The officers in this case did not adhere to the requirements of the knock and announce statute, § 933.09, in their search pursuant to a warrant. We find the departure was justified under the exception stated in Kelly v. State, 287 So.2d 13 (Fla.1974). The test to be applied is “whether or not there existed good reason to fear at time of entry the destruction of evidence.” In this case, the officers had actual and particularized knowledge that there were 30 to 45 small containers of heroin and cocaine in the apartment. They knew from past experience that quite often in this particular neighborhood, once police presence was known, occupants tried to flush the evidence away or destroy it with muri-atic acid. On their approach, the officers also realized they were in plain sight of the occupants. This testimony shows the officers, at the time of entry, had reason to fear the destruction of evidence. This issue is one of fact. The standard of review is whether there is competent, substantial evidence to support the trial court’s ruling.

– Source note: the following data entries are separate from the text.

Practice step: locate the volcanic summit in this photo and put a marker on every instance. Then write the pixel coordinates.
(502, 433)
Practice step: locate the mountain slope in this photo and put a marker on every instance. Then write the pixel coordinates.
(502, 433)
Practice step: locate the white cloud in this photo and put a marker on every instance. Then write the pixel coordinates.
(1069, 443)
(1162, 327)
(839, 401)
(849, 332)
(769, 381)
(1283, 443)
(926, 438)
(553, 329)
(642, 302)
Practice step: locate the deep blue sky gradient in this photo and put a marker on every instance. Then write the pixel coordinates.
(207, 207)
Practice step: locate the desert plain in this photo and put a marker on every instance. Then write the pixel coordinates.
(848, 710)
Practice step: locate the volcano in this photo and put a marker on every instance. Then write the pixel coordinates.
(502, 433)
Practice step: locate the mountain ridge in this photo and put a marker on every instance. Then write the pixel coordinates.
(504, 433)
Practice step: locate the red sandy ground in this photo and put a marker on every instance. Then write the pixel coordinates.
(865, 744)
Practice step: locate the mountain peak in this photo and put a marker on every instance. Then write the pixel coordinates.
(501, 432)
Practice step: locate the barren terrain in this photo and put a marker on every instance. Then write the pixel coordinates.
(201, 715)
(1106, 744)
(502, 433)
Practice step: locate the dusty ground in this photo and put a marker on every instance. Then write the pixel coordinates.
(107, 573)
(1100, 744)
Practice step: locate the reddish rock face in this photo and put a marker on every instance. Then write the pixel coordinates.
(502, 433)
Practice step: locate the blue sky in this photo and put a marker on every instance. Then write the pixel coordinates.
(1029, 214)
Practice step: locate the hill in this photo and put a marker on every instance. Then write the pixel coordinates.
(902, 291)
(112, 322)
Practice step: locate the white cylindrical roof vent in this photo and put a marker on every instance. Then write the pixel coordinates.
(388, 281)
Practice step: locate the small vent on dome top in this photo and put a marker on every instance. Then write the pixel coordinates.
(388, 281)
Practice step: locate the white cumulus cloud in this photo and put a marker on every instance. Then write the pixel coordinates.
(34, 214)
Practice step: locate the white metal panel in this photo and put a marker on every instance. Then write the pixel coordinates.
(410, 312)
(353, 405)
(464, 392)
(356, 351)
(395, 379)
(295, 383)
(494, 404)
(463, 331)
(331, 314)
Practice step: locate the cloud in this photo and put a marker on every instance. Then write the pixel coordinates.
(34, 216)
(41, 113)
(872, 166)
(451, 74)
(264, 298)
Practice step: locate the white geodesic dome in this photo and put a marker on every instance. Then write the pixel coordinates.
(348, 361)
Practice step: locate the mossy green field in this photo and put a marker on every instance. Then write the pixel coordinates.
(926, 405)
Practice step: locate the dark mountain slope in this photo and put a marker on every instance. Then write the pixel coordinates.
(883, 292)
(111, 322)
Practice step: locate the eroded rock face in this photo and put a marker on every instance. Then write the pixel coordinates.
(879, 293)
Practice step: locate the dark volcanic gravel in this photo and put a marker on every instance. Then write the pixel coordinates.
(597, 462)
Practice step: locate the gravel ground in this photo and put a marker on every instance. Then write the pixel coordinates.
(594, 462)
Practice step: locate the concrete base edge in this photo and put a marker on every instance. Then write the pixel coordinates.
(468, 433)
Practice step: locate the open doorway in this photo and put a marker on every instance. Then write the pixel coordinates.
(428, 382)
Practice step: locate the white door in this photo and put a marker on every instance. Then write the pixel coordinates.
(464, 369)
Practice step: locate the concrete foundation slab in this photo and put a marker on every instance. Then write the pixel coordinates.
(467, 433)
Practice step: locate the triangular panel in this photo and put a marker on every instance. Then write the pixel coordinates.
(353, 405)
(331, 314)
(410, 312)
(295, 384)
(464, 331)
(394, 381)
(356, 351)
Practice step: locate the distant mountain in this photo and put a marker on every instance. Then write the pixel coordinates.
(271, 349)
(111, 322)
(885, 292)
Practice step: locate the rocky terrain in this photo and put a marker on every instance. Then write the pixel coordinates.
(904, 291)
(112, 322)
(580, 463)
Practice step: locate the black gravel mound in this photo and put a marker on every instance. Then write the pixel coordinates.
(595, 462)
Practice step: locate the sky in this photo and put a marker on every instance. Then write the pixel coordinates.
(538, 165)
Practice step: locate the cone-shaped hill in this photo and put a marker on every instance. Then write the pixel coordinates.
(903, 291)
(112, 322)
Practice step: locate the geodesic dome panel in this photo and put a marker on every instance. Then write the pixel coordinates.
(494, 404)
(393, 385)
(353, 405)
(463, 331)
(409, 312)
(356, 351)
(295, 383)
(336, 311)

Appellants’ argument that the officers should have knocked and announced because they saw the occupant was making no furtive gestures is without merit. There may have been and was another occupant. The only gesture necessary to destroy the evidence would have been an order to the other occupant to do so. The true import of the situation is the officer [439]*439saw the occupant; therefore, the occupant may have seen the officers. An exigent circumstance was created. The officers had reasonable grounds to fear the evidence would be destroyed. The trial court’s ruling should be upheld.
Affirmed.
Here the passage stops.